The U.S. State Department spokesperson, Victoria Nuland, chose to describe the verdict on Headley as a “positive example” of the India-U.S. counterterrorism cooperation. She insisted that the U.S. had kept its promise of “justice being served” and emphasised that Indian investigators were allowed to question Headley. Nuland, however, reiterated the Obama administration’s stand that Headley will not be sent to India for further questioning and a trial. Washington claims that American laws do not permit repatriation of condemned prisoners.





Disappointing verdict



After the verdict was out, the Indian government said that it was continuing to press for the extradition of Headley. External Affairs Minister Salman Khurshid said that New Delhi was “a little disappointed” with the verdict as “we wanted him [Headley] to be tried here in India”. While assuring Washington about his government’s faith in the American judicial system, he said that a trial in India would have ensured a “harsher punishment” for Headley. Opposition parties have demanded that the government take a tougher stand with the Barack Obama administration and not give up on the demand for the repatriation of Headley. But repatriation, according legal experts, is now out of the question.

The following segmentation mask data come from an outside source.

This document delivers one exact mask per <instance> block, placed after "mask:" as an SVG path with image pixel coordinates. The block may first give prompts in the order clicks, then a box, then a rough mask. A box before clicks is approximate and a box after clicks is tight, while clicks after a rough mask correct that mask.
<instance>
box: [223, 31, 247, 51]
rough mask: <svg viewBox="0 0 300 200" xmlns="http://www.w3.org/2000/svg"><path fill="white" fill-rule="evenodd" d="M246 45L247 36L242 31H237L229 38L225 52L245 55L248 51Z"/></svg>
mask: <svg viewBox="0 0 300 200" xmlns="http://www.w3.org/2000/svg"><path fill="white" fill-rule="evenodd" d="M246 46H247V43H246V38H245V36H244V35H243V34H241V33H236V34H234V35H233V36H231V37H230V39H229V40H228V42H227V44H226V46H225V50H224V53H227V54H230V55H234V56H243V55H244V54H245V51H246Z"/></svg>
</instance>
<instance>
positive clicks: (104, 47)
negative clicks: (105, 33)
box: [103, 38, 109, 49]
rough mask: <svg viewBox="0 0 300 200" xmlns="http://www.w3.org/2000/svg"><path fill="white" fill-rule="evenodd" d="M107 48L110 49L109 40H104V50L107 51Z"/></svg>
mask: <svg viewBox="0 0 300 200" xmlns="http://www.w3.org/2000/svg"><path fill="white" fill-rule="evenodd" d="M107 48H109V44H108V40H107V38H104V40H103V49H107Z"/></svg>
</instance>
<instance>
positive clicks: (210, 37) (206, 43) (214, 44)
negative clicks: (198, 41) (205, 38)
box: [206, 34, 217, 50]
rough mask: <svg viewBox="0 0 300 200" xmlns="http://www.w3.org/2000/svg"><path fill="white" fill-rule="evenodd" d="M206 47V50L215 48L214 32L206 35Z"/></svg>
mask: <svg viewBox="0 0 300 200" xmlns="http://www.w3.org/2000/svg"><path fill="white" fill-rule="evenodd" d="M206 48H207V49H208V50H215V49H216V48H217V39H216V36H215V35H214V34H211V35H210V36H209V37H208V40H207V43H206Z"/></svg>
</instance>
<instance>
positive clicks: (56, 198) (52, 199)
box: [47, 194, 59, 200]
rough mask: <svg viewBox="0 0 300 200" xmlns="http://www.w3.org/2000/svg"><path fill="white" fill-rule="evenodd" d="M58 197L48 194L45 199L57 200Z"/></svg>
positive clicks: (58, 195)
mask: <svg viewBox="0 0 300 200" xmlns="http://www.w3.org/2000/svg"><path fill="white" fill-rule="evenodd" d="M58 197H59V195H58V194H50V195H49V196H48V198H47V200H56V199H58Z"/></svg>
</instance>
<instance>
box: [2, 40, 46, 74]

However, under the terms of the “plea bargain”, Headley will be available for questioning by India’s National Investigation Agency (NIA) in the presence of officials from the U.S. Federal Bureau of Investigation (FBI) if further investigations are needed in connection with the Mumbai terror attacks. The FBI was no doubt aware of Headley’s clandestine activities before and after the 2008 Mumbai attacks. Immediately after the Mumbai attacks, there were reports in the Indian media that U.S. intelligence agencies had given prior warnings to their Indian counterparts of an impending sea-borne terror attack on the country’s financial capital. Either Headley or some other source from Pakistan would have provided that information to them.



The Indian government had originally insisted that Headley face trial in an Indian court as it was conclusively proven that he had played a key role in the 2008 attack. The U.S. could have dispatched Headley to face trial in India, given the extradition treaty and the close relations that exist between the two countries these days. The Indian government has not shown the kind of eagerness to mete out justice in Headley’s case as it did in the case of Afzal Guru. Many legal luminaries have argued that there was more compelling evidence against Headley than against Afzal Guru. The Indian government did not legally oppose the “plea bargain” for Headley that the U.S. law officials had put up before the Chicago court.



The U.S. government would not have tolerated a citizen from a third country getting away if a crime of similar magnitude had been committed on its soil. Forced renditions of foreign citizens to the U.S., even on the mere suspicion of being involved in terrorist acts, have become a common practice since Washington started its global War on Terror. Many of them still languish in the notorious Guantanamo Bay prison without trial. Many who were renditioned and tortured in third countries by the U.S. government were later found to be innocent.



While people like Headley get a “fair trial” in American courts, the Obama administration metes out its own brand of justice to others. Suspected “terrorists”, some of them American citizens, are subjected to targeted killings in Pakistan, Afghanistan, Yemen and Somalia. More than 2,300 people have been killed in Pakistan alone. Now the extrajudicial assassinations are spreading to other parts of the world. According to reports, the Central Intelligence Agency (CIA) is now planning to deploy killer drones in north-west Africa. The Obama administration is claiming that the host governments have given it permission to carry out the “lethal operations”. But the U.S. Justice Department stated that the government had the right to act unilaterally if any government was “unable or unwilling to suppress the threat posed”. To mollify critics, the Obama administration is now thinking of setting up a court on the lines of the Foreign Intelligence Surveillance Act court, created by the U.S. Congress in 1978. Such a court would have to justify “targeted killings” of terror suspects to a Federal judge.